Madame Vanhessen, pouvez-vous nous dresser un état des lieux de la situation en Belgique?

"Les discours n'abordent que la question des femmes en rue, et dans les structures d'urgences, alors que la situation devrait être analysée dans l'ensemble."

C’est bien là la première grande difficulté : on ne peut pas quantifier le nombre de personnes en situation de sans-abrisme ou de mal-logement aujourd’hui en Belgique. Il n’y a pas de recensement officiel. On dispose de certains chiffres, comme ceux des centres d’hébergement par exemple, où il est facile de compter hommes, femmes et enfants qui passent la nuit. Et puis, certaines actions menées par des associations comme La Strada permettent d’évaluer le nombre de personnes sans-abri dans les rues. Mais cela reste des évaluations.  Difficile de savoir ce qui se passe dans les logements précaires, dans les squats, de faire un état des lieux général. La définition même de « sans-abri» est assez compliquée. Certaines personnes ont un « abri », mais non un « logement », encore moins un logement « permanent » ou « adéquat ».

Est-ce que l’on constate néanmoins une augmentation des femmes sans-abri?

Certains estiment qu’elles sont plus nombreuses qu’avant. Mais cela s’explique principalement par une augmentation globale du nombre de personnes sans-abri ou mal-logées. Oui, il y a plus de femmes sans-abri aujourd’hui, mais leur proportion ne semble pas plus importante qu’avant. Aussi, souvent, les discours n’abordent que la question des femmes en rue et dans les structures d’urgence, alors que la situation devrait être analysée dans son ensemble, en prenant en compte les femmes qui logent chez des tiers, celles hébergées en maisons d’accueil à moyen et court terme, etc.

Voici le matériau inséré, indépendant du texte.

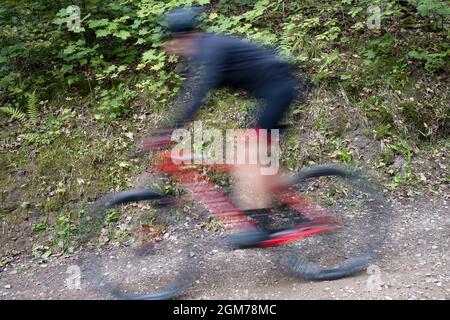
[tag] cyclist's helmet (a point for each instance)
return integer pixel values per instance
(182, 19)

Est-ce que les femmes sans-abri ont un profil, un parcours différent de celui des hommes?

"Les femmes sont souvent accompagnées de leur famille : chaque année, près de 3000 enfants séjournent en maison d’accueil."

Chaque personne a son propre parcours, son propre vécu, forcément différent. Mais les parcours des femmes sans-abri présentent néanmoins certaines similitudes. Ainsi, on constate qu’une femme sur deux hébergée en maison d’accueil a été victime de violence intrafamiliale. C’est une problématique très importante dans notre secteur. Et puis, les femmes sont souvent accompagnées de leur famille : chaque année, près de 3000 enfants séjournent en maison d’accueil. Enfin, il y a la question de la migration qui se pose de manière particulièrement prégnante ces dernières années. En Belgique, 30 à 40 % des demandes d’asile sont introduites par des femmes. Or les femmes sans papiers sont particulièrement vulnérables.

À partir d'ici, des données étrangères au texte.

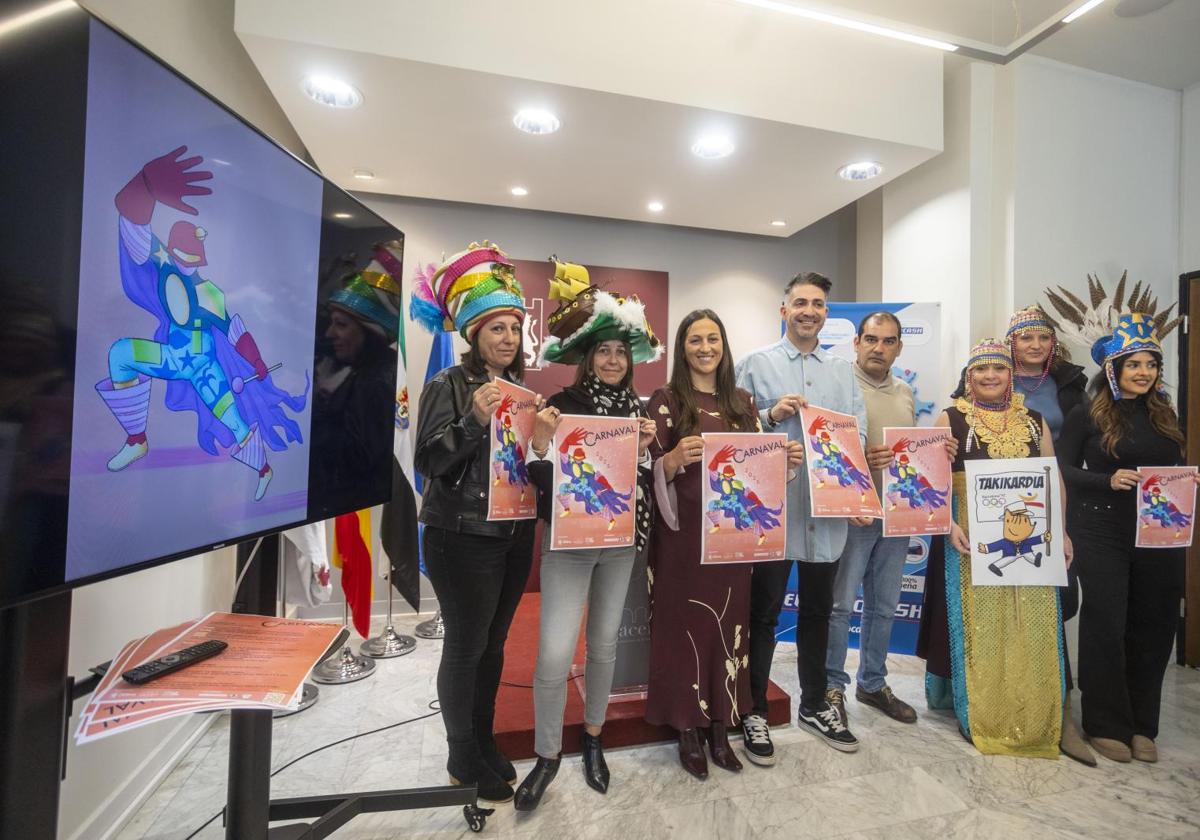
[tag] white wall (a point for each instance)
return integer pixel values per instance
(1096, 183)
(1189, 181)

©Johann Walter Bantz on unsplash

Les femmes sans-abri ou mal-logées ont-elles des besoins spécifiques?

Oui, nous l’avons vu. Parce qu’elles sont accompagnées de leurs enfants, ou parce qu’elles ont été victimes de violences, elles ont besoin d’un accompagnement particulier. C’est pourquoi nous mettons en place des solutions d’accueil et de soutien spécifiques. Par exemple, en matière de soutien à la parentalité. Nous accompagnons les familles précarisées, dans une dynamique de réinsertion et d’autonomisation. Notre objectif à long terme est de permettre à ces femmes d’acquérir suffisamment de ressources pour pouvoir faire face aux aléas de la vie sans notre aide.

Quelles sont les solutions aujourd’hui pour lutter contre le sans-abrisme?

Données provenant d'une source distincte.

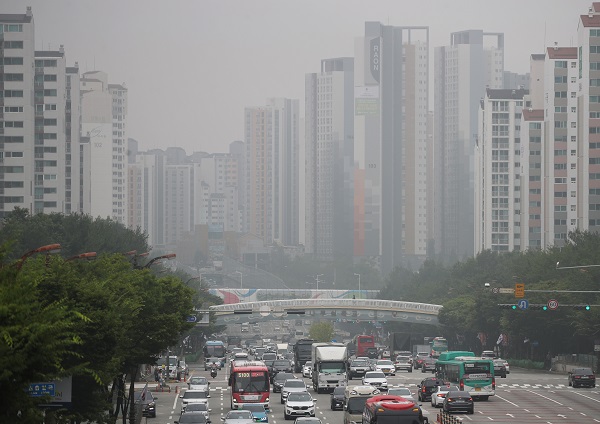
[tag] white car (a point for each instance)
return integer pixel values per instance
(294, 385)
(401, 391)
(375, 379)
(439, 394)
(299, 404)
(385, 366)
(307, 370)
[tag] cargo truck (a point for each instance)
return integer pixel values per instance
(329, 365)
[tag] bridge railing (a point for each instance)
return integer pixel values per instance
(377, 304)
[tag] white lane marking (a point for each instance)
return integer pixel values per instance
(508, 401)
(545, 397)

En dix ans, on est passé de 25 % de personnes qui vivent sous le seuil de pauvreté à plus de 33 %. La solution, elle est là : lutter contre la pauvreté, en amont. Renforcer l’accès à un logement décent pour toutes et tous. Nos services pour les sans-abris, ce sont des sparadraps. Si la plaie n’a pas été soignée, le sparadrap ne sert pas à grand-chose. La blessure est toujours là. Aujourd’hui, la société doit mettre en place des mesures de prévention, accompagner les plus fragiles beaucoup plus tôt.